Updated on 20 January 2016
Growth opportunities for innovative drug makers will remain challenging in the Indian pharmaceutical market
Singapore: Multinational pharmaceutical firms will continue to see mixed results in the Indian pharmaceutical market. A key contributor to this divergence is the frequent but highly varying use of price controls enacted by Indian authorities. Patent protection has also made little progress, with the India Patent Office maintaining its stringency in accepting applications from innovative pharmaceutical firms. Volume-driven gains thus represent a more consistent driver of growth for multinational pharmaceutical firms to leverage upon in India.
Growth opportunities for innovative drug makers will remain challenging in the Indian pharmaceutical market. Multinational firms saw mixed performances over the quarter ending 2015, with a 6 percent year-on-year (y-o-y) expansion for Pfizer India even as GlaxoSmith-Kline Pharmaceutical (GSK) registered a fall in revenue generated from the Indian market. Despite these difficulties, the potential in the Indian pharmaceutical market remains significant. Companies seeking to grow by volume sales in particular are best placed to leverage growth in the Indian market. As a reflection of this, local news sources noted in November 2015 that GSK continues to seek regulatory approval to launch two new paediatric vaccines in India.
Medicine price revisions will curtail the growth opportunities for multinational pharmaceutical firms in India. Pfizer's Targit AM (telmisartan and amlodipine), for example, saw its price reduced from Rs 7.39 ($0.11) per tablet to Rs 6.20 ($0.0 9), a decline of 14 percent as part of an August 2014 revision. Price revisions have also been frequent, affecting a varying number of pharmaceuticals at each juncture. Between July and November 20 15, there have been four such revisions, with Abbott Healthcare being the most affected.

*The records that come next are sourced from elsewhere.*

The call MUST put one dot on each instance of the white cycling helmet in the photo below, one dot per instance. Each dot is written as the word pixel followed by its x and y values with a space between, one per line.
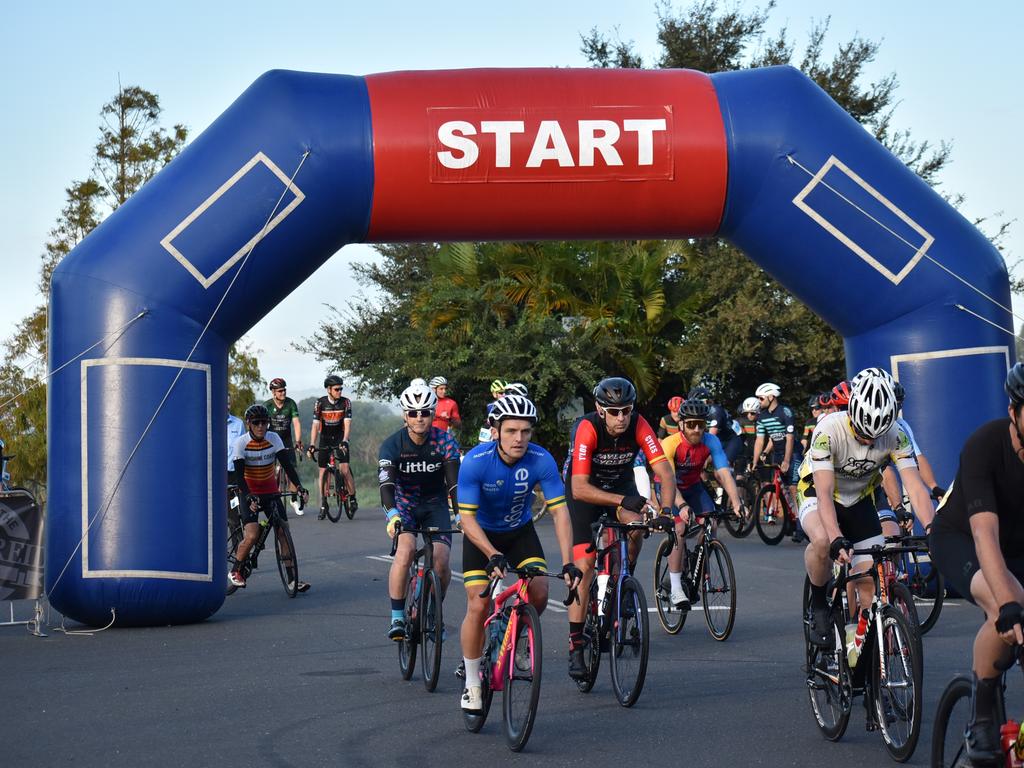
pixel 871 372
pixel 512 407
pixel 418 397
pixel 872 404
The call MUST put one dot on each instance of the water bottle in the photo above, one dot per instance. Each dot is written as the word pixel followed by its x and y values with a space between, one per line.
pixel 853 645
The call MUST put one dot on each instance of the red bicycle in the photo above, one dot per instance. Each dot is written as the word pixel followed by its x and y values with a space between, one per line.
pixel 512 655
pixel 773 513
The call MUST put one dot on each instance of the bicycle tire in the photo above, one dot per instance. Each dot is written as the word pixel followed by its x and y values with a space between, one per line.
pixel 892 649
pixel 771 528
pixel 334 513
pixel 474 721
pixel 948 749
pixel 630 641
pixel 408 645
pixel 717 558
pixel 431 629
pixel 592 640
pixel 671 617
pixel 523 680
pixel 289 570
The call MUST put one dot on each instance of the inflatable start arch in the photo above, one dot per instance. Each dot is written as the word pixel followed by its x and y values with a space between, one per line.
pixel 302 164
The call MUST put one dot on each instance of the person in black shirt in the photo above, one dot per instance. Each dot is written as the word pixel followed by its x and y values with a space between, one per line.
pixel 977 542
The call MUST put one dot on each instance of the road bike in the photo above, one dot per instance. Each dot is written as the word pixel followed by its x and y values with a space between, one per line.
pixel 616 611
pixel 423 612
pixel 512 656
pixel 708 571
pixel 887 673
pixel 284 547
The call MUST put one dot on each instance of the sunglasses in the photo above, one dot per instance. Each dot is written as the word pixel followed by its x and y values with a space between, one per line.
pixel 616 412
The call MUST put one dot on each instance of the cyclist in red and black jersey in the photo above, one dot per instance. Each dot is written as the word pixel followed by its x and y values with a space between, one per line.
pixel 603 446
pixel 332 421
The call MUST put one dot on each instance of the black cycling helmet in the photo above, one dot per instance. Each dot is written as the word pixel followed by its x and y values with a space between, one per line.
pixel 614 391
pixel 694 410
pixel 698 393
pixel 1015 384
pixel 257 412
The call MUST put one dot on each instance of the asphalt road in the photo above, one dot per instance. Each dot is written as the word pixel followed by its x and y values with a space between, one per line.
pixel 310 681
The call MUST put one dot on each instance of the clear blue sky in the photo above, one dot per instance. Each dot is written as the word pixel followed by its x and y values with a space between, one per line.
pixel 957 65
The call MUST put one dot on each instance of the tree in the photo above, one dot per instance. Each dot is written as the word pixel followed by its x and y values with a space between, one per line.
pixel 131 150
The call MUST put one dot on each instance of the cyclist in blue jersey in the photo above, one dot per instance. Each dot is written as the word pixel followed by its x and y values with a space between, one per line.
pixel 496 487
pixel 418 469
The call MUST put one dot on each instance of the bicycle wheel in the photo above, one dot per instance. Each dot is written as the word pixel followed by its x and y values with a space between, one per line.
pixel 475 721
pixel 951 718
pixel 431 629
pixel 828 682
pixel 592 638
pixel 630 643
pixel 288 565
pixel 407 647
pixel 334 513
pixel 769 515
pixel 927 586
pixel 672 619
pixel 233 540
pixel 896 683
pixel 718 591
pixel 522 688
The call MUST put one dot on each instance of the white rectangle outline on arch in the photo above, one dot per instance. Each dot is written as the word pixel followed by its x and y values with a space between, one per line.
pixel 207 282
pixel 945 353
pixel 182 576
pixel 834 162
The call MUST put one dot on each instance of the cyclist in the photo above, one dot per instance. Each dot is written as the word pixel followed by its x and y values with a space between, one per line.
pixel 668 425
pixel 254 456
pixel 332 422
pixel 446 414
pixel 978 544
pixel 688 453
pixel 418 469
pixel 496 488
pixel 603 446
pixel 285 421
pixel 837 483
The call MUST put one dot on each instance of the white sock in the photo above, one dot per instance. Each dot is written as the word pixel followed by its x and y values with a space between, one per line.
pixel 472 671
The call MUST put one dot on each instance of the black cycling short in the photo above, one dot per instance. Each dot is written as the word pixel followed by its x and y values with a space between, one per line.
pixel 266 502
pixel 953 553
pixel 340 453
pixel 584 514
pixel 520 546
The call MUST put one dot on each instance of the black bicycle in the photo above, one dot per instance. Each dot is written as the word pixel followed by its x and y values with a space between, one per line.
pixel 887 672
pixel 423 612
pixel 616 614
pixel 708 572
pixel 284 547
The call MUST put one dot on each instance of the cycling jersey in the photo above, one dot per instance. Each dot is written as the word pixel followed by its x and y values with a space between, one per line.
pixel 259 458
pixel 445 413
pixel 607 460
pixel 332 416
pixel 500 495
pixel 281 418
pixel 410 474
pixel 688 461
pixel 857 467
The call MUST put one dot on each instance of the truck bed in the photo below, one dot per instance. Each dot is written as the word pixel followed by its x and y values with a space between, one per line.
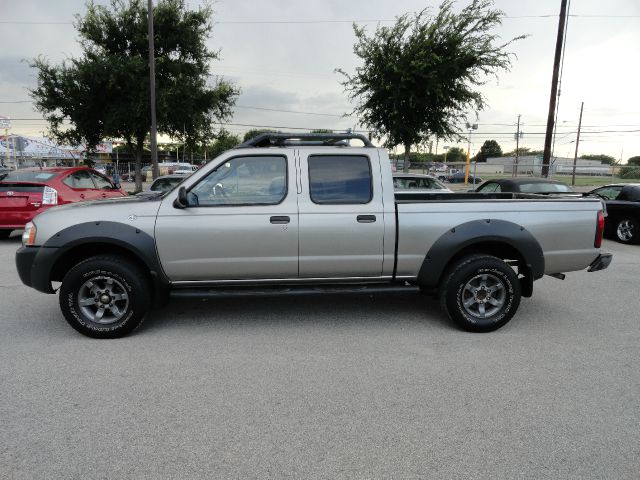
pixel 410 197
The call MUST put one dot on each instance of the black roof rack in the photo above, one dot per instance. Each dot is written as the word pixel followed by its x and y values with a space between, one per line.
pixel 304 139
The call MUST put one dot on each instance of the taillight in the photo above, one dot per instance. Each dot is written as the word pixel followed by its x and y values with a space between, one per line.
pixel 49 196
pixel 599 230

India's intellectual property environment will remain an on-going area of concern for innovative pharmaceutical firms. In November 2015, Lutz Hegemann, Global Head of Development, Established Medicines Franchise at Novartis, noted that India will need a highly predictable intellectual property regime to develop a pharmaceutical sector similar to that of the US or Europe. Progress in this direction has been mixed thus far. In November 2015, the Delhi High Court ruling noted Cipla has infringed upon Roche's patent claim on Tarceva (erlotinib), overturning a 2009 ruling. However, the same ruling allows the Indian generic drug maker to continue selling its generic version of Roche's drug.